Lalu bagaimana dengan turnamen kampus yang turut diikuti oleh pemain-pemain profesional yang sudah dikontrak oleh tim esports? Terkait hal tersebut Eddy Lim punya opini yang terbilang menarik terkait pemain profesional di dalam pertandingan esports kampus.

“Saya sendiri memang cenderung lebih suka untuk menyelenggarakan sebuah turnamen dengan konsep terbuka (bisa diikuti oleh siapa saja). Kenapa? Dalam konsep terbuka, siapapun punya kesempatan melawan siapapun. Begitu juga dalam tingkat esports kampus.” Ucap Eddy.

Eddy Lim, Ketua Umum IESPA yang juga menjabat sebagai CEO Ligagame. Dokumentasi Hybrid - Novarurozaq Nur.
Eddy Lim, Ketua Umum IESPA yang juga menjabat sebagai CEO Ligagame. Dokumentasi Hybrid – Novarurozaq Nur.

“Semisal turnamen antar kampus dibatasi untuk non-profesional saja, mungkin pemain yang bertanding belum tentu dilirik tim besar. Tim esports mungkin jadi tidak memperhatikan turnamen tersebut. Mungkin tim esports akan berpikiran bahwa turnamen antar-kampus kalah kelas dan tidak kompetitif. Tapi semisal turnamennya berkonsep terbuka, pemain-pemainnya juga menjadi lebih kompetitif. Pemain-pemain yang mungkin tadinya minder dengan kemampuannya, bisa jadi semangat apabila ia berhasil memberi perlawanan terbaiknya terhadap para pemain yang tergolong profesional. Tapi dalam konteks pertandingan antar-kampus dan peraturan IEL, pemain profesional yang bisa turut bertanding di dalam kompetisi tentu hanyalah pemain yang tergolong sebagai mahasiswa aktif dan merupakan pemain yang diutus langsung oleh rektorat dari universitas terkait.” Eddy Lim memperjelas opininya soal keterlibatan pemain profesional di dalam turnamen antar kampus.

Harapan paling terakhir yang juga jadi harapan saya pribadi mungkin adalah konsistensi dari pihak-pihak terkait dalam mengadakan esports tingkat pelajar ataupun mahasiswa.
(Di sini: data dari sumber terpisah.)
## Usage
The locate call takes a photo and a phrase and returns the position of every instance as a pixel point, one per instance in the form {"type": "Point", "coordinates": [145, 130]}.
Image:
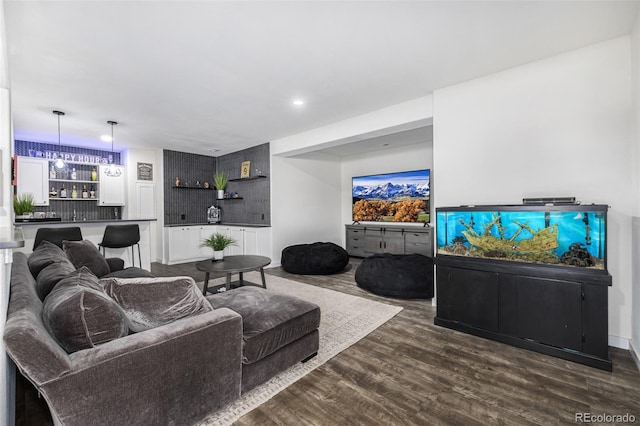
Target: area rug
{"type": "Point", "coordinates": [345, 319]}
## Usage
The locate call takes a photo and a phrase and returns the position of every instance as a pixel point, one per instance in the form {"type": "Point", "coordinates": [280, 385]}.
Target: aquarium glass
{"type": "Point", "coordinates": [572, 238]}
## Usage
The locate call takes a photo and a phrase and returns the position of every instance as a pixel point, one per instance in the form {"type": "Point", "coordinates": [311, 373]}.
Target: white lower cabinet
{"type": "Point", "coordinates": [183, 242]}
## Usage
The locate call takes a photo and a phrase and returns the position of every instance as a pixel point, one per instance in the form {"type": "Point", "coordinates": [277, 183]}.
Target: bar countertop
{"type": "Point", "coordinates": [80, 222]}
{"type": "Point", "coordinates": [246, 225]}
{"type": "Point", "coordinates": [11, 237]}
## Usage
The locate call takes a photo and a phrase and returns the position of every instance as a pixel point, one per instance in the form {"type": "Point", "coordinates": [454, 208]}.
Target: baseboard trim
{"type": "Point", "coordinates": [618, 342]}
{"type": "Point", "coordinates": [634, 354]}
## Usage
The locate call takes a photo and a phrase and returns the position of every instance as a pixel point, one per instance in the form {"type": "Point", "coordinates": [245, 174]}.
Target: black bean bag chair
{"type": "Point", "coordinates": [314, 259]}
{"type": "Point", "coordinates": [406, 276]}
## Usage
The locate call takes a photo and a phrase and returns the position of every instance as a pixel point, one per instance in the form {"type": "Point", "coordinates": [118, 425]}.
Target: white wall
{"type": "Point", "coordinates": [556, 127]}
{"type": "Point", "coordinates": [7, 370]}
{"type": "Point", "coordinates": [635, 167]}
{"type": "Point", "coordinates": [305, 201]}
{"type": "Point", "coordinates": [134, 208]}
{"type": "Point", "coordinates": [410, 157]}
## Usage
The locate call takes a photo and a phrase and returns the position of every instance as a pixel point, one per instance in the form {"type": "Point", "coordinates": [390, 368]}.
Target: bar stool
{"type": "Point", "coordinates": [121, 236]}
{"type": "Point", "coordinates": [57, 235]}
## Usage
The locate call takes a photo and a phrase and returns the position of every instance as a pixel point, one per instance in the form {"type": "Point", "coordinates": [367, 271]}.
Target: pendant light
{"type": "Point", "coordinates": [59, 163]}
{"type": "Point", "coordinates": [112, 170]}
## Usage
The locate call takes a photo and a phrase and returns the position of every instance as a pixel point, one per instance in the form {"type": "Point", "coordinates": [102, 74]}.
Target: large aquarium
{"type": "Point", "coordinates": [572, 235]}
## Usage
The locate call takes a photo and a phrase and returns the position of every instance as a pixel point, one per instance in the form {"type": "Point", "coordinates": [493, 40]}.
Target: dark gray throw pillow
{"type": "Point", "coordinates": [85, 253]}
{"type": "Point", "coordinates": [50, 275]}
{"type": "Point", "coordinates": [79, 315]}
{"type": "Point", "coordinates": [153, 302]}
{"type": "Point", "coordinates": [44, 255]}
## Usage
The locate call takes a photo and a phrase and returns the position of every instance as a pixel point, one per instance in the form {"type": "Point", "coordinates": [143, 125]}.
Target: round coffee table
{"type": "Point", "coordinates": [233, 265]}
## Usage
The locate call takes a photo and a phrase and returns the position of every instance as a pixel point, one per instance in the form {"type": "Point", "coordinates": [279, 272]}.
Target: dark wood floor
{"type": "Point", "coordinates": [411, 372]}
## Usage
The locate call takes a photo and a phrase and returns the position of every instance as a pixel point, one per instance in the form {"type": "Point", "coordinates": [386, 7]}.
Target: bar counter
{"type": "Point", "coordinates": [93, 230]}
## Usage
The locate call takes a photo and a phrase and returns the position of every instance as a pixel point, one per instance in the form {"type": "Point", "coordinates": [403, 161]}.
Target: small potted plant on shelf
{"type": "Point", "coordinates": [220, 180]}
{"type": "Point", "coordinates": [218, 242]}
{"type": "Point", "coordinates": [23, 205]}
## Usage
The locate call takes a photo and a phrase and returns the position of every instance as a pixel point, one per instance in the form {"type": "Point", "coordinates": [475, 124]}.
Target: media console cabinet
{"type": "Point", "coordinates": [365, 240]}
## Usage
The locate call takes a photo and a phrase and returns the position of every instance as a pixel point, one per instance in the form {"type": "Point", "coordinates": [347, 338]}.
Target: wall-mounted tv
{"type": "Point", "coordinates": [392, 197]}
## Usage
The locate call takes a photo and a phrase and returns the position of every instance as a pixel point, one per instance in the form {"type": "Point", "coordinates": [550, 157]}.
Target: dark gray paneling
{"type": "Point", "coordinates": [187, 204]}
{"type": "Point", "coordinates": [255, 205]}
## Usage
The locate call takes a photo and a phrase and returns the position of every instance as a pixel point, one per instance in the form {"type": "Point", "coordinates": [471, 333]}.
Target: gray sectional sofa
{"type": "Point", "coordinates": [172, 370]}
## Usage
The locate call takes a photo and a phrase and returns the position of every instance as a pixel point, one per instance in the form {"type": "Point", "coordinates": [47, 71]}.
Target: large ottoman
{"type": "Point", "coordinates": [278, 331]}
{"type": "Point", "coordinates": [314, 259]}
{"type": "Point", "coordinates": [408, 276]}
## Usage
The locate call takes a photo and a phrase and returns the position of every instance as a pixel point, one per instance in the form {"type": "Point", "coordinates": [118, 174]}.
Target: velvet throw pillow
{"type": "Point", "coordinates": [85, 253]}
{"type": "Point", "coordinates": [44, 255]}
{"type": "Point", "coordinates": [50, 275]}
{"type": "Point", "coordinates": [79, 315]}
{"type": "Point", "coordinates": [153, 302]}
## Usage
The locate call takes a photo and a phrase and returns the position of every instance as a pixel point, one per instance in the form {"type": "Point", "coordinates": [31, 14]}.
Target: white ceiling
{"type": "Point", "coordinates": [197, 76]}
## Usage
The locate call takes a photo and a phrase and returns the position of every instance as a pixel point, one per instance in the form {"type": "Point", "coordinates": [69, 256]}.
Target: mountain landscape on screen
{"type": "Point", "coordinates": [392, 197]}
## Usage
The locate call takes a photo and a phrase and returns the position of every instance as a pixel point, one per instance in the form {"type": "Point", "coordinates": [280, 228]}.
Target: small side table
{"type": "Point", "coordinates": [233, 265]}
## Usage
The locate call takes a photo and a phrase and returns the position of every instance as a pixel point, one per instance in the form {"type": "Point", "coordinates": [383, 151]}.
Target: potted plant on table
{"type": "Point", "coordinates": [23, 205]}
{"type": "Point", "coordinates": [218, 242]}
{"type": "Point", "coordinates": [220, 180]}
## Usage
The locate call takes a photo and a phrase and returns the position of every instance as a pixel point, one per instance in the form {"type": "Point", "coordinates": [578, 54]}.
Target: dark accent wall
{"type": "Point", "coordinates": [187, 204]}
{"type": "Point", "coordinates": [255, 206]}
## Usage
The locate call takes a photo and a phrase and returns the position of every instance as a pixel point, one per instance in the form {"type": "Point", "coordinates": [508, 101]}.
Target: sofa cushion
{"type": "Point", "coordinates": [85, 253]}
{"type": "Point", "coordinates": [130, 272]}
{"type": "Point", "coordinates": [50, 275]}
{"type": "Point", "coordinates": [44, 255]}
{"type": "Point", "coordinates": [153, 302]}
{"type": "Point", "coordinates": [79, 315]}
{"type": "Point", "coordinates": [270, 320]}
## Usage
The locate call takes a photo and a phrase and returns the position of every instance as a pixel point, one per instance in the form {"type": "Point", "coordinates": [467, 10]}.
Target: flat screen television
{"type": "Point", "coordinates": [392, 197]}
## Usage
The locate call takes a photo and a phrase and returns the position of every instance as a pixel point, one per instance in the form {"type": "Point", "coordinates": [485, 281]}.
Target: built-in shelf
{"type": "Point", "coordinates": [248, 178]}
{"type": "Point", "coordinates": [74, 181]}
{"type": "Point", "coordinates": [192, 187]}
{"type": "Point", "coordinates": [72, 199]}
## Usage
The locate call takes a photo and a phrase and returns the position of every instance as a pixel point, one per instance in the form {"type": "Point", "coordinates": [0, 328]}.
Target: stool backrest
{"type": "Point", "coordinates": [57, 235]}
{"type": "Point", "coordinates": [118, 236]}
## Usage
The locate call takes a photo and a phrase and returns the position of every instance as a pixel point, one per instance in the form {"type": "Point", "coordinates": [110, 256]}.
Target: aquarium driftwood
{"type": "Point", "coordinates": [541, 241]}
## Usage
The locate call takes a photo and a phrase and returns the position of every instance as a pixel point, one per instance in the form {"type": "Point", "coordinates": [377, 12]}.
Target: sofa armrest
{"type": "Point", "coordinates": [115, 264]}
{"type": "Point", "coordinates": [174, 374]}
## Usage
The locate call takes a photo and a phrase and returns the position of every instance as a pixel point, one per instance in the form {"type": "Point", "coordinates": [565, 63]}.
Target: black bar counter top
{"type": "Point", "coordinates": [41, 222]}
{"type": "Point", "coordinates": [247, 225]}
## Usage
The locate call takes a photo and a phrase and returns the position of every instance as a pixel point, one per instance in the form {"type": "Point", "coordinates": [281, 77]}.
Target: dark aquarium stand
{"type": "Point", "coordinates": [534, 277]}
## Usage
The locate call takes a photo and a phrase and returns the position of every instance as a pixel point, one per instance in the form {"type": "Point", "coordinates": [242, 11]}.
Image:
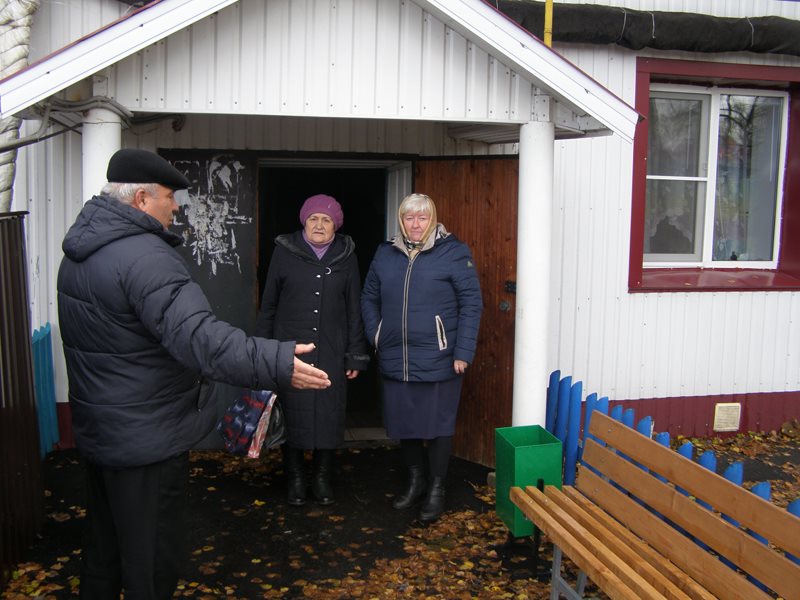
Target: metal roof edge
{"type": "Point", "coordinates": [99, 49]}
{"type": "Point", "coordinates": [480, 20]}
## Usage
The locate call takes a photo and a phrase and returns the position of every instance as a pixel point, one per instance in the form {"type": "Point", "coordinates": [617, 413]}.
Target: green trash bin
{"type": "Point", "coordinates": [523, 456]}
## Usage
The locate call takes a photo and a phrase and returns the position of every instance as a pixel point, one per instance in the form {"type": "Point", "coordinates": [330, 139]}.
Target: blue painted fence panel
{"type": "Point", "coordinates": [45, 388]}
{"type": "Point", "coordinates": [573, 433]}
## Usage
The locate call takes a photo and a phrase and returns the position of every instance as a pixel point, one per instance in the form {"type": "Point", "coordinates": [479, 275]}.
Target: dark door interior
{"type": "Point", "coordinates": [362, 194]}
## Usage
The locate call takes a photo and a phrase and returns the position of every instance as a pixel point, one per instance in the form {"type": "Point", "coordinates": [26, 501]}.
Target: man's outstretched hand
{"type": "Point", "coordinates": [306, 377]}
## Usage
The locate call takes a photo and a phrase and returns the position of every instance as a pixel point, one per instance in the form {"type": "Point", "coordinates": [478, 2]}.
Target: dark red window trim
{"type": "Point", "coordinates": [787, 274]}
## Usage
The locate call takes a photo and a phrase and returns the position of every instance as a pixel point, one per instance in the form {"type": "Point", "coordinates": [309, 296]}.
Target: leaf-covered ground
{"type": "Point", "coordinates": [246, 543]}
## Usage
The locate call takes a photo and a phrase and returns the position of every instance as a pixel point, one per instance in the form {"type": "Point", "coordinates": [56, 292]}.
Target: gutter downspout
{"type": "Point", "coordinates": [16, 17]}
{"type": "Point", "coordinates": [534, 258]}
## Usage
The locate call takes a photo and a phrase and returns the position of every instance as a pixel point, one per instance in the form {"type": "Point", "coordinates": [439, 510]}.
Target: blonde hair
{"type": "Point", "coordinates": [417, 203]}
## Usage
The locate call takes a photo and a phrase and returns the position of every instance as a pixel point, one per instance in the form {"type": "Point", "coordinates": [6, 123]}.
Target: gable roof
{"type": "Point", "coordinates": [476, 20]}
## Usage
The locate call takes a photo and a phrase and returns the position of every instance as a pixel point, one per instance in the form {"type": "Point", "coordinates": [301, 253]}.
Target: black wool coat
{"type": "Point", "coordinates": [316, 300]}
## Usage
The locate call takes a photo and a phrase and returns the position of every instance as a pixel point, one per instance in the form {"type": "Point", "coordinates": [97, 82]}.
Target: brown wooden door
{"type": "Point", "coordinates": [476, 199]}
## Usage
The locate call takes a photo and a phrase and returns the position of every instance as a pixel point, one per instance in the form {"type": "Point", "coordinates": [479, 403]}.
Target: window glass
{"type": "Point", "coordinates": [674, 136]}
{"type": "Point", "coordinates": [747, 177]}
{"type": "Point", "coordinates": [713, 153]}
{"type": "Point", "coordinates": [673, 219]}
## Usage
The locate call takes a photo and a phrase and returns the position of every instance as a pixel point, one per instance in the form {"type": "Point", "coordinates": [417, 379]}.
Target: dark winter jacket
{"type": "Point", "coordinates": [140, 337]}
{"type": "Point", "coordinates": [316, 300]}
{"type": "Point", "coordinates": [422, 313]}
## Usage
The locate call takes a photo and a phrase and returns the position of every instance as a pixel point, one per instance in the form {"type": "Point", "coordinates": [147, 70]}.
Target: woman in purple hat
{"type": "Point", "coordinates": [312, 295]}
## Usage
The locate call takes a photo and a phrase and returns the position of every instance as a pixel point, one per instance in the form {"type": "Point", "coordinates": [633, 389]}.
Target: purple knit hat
{"type": "Point", "coordinates": [324, 204]}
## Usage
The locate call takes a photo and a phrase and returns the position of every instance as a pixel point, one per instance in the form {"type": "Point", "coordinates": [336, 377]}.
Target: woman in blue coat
{"type": "Point", "coordinates": [421, 305]}
{"type": "Point", "coordinates": [312, 293]}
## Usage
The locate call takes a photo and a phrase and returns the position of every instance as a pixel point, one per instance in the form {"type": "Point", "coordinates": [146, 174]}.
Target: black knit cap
{"type": "Point", "coordinates": [142, 166]}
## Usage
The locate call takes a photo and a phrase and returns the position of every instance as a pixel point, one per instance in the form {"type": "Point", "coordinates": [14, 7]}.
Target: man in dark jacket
{"type": "Point", "coordinates": [140, 341]}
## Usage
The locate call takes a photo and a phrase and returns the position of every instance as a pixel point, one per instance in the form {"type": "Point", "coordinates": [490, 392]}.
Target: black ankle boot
{"type": "Point", "coordinates": [434, 501]}
{"type": "Point", "coordinates": [415, 491]}
{"type": "Point", "coordinates": [321, 479]}
{"type": "Point", "coordinates": [294, 466]}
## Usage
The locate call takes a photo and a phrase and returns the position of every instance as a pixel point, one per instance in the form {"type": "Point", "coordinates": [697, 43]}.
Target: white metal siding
{"type": "Point", "coordinates": [621, 345]}
{"type": "Point", "coordinates": [58, 23]}
{"type": "Point", "coordinates": [372, 59]}
{"type": "Point", "coordinates": [48, 186]}
{"type": "Point", "coordinates": [645, 345]}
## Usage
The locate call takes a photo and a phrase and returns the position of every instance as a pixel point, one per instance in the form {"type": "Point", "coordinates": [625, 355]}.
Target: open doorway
{"type": "Point", "coordinates": [282, 189]}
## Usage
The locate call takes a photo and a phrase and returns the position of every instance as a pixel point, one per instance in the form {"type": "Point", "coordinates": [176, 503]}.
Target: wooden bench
{"type": "Point", "coordinates": [638, 535]}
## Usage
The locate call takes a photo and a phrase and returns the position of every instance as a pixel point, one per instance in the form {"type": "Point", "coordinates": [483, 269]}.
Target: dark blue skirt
{"type": "Point", "coordinates": [420, 410]}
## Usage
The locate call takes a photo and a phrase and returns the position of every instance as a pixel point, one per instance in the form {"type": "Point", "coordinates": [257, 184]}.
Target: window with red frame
{"type": "Point", "coordinates": [714, 177]}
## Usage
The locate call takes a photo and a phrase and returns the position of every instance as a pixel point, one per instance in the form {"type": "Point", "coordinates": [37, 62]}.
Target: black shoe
{"type": "Point", "coordinates": [434, 501]}
{"type": "Point", "coordinates": [415, 491]}
{"type": "Point", "coordinates": [321, 479]}
{"type": "Point", "coordinates": [294, 466]}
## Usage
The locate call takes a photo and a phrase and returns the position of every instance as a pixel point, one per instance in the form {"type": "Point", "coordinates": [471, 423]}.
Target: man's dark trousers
{"type": "Point", "coordinates": [135, 530]}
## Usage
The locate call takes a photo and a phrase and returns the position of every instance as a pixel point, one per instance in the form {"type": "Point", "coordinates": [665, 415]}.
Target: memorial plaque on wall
{"type": "Point", "coordinates": [217, 220]}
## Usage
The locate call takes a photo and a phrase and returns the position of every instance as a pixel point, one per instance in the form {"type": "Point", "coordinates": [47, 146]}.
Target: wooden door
{"type": "Point", "coordinates": [476, 199]}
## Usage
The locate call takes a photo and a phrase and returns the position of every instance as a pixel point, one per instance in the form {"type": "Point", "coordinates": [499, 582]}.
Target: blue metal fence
{"type": "Point", "coordinates": [563, 416]}
{"type": "Point", "coordinates": [45, 389]}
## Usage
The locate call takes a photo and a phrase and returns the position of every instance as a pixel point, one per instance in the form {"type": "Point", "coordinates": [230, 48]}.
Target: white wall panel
{"type": "Point", "coordinates": [60, 22]}
{"type": "Point", "coordinates": [354, 58]}
{"type": "Point", "coordinates": [246, 60]}
{"type": "Point", "coordinates": [48, 186]}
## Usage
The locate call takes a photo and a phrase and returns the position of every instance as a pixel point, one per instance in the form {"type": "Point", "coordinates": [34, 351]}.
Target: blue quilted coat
{"type": "Point", "coordinates": [140, 338]}
{"type": "Point", "coordinates": [422, 313]}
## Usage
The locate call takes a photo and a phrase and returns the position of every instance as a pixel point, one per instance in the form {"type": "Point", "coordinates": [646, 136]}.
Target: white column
{"type": "Point", "coordinates": [536, 146]}
{"type": "Point", "coordinates": [102, 136]}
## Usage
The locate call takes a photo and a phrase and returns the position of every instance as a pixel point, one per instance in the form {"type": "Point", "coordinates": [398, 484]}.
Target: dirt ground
{"type": "Point", "coordinates": [245, 542]}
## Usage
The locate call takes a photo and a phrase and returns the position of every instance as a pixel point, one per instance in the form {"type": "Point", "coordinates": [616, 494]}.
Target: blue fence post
{"type": "Point", "coordinates": [628, 417]}
{"type": "Point", "coordinates": [735, 474]}
{"type": "Point", "coordinates": [763, 491]}
{"type": "Point", "coordinates": [44, 388]}
{"type": "Point", "coordinates": [591, 405]}
{"type": "Point", "coordinates": [663, 439]}
{"type": "Point", "coordinates": [687, 451]}
{"type": "Point", "coordinates": [562, 411]}
{"type": "Point", "coordinates": [573, 433]}
{"type": "Point", "coordinates": [708, 460]}
{"type": "Point", "coordinates": [794, 508]}
{"type": "Point", "coordinates": [552, 401]}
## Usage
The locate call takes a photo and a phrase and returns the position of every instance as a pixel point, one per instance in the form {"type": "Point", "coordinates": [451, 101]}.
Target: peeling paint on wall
{"type": "Point", "coordinates": [210, 211]}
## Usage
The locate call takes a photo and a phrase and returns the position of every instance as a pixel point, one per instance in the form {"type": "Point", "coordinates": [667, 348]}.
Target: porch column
{"type": "Point", "coordinates": [536, 143]}
{"type": "Point", "coordinates": [102, 136]}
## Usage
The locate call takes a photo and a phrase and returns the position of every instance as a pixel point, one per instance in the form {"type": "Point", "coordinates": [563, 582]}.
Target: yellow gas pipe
{"type": "Point", "coordinates": [548, 23]}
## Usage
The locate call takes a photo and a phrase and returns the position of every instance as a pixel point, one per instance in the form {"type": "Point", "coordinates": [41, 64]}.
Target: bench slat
{"type": "Point", "coordinates": [644, 560]}
{"type": "Point", "coordinates": [670, 570]}
{"type": "Point", "coordinates": [704, 567]}
{"type": "Point", "coordinates": [777, 525]}
{"type": "Point", "coordinates": [743, 550]}
{"type": "Point", "coordinates": [608, 573]}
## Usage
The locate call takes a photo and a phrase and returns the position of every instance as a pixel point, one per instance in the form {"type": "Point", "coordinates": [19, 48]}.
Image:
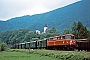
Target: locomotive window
{"type": "Point", "coordinates": [68, 37]}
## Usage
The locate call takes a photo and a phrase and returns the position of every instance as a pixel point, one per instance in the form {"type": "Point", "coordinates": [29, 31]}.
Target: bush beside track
{"type": "Point", "coordinates": [61, 55]}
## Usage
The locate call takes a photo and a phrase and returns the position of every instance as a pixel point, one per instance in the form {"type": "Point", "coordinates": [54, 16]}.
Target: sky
{"type": "Point", "coordinates": [16, 8]}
Saya merasa esports di Indonesia tidak bisa bertahan lama apabila para pelakunya terlalu fokus terhadap pemain tingkat-tingkat profesional. Hal tersebut jadi ibarat membagun sebuah bangunan tanpa membuat pondasi terlebih dahulu.

Saya tahu di awal artikel saya mempertanyakan soal urgensi dari ekosistem esports kampus. Namun setelah berbincang dengan para narasumber dan melihat berbagai pencapaian yang telah dicapai oleh beberapa event tersebut, saya jadi merasa bahwa memang kenyataanya turnamen antar-kampus penting untuk menjadi pondasi ekosistem esports di Indonesia.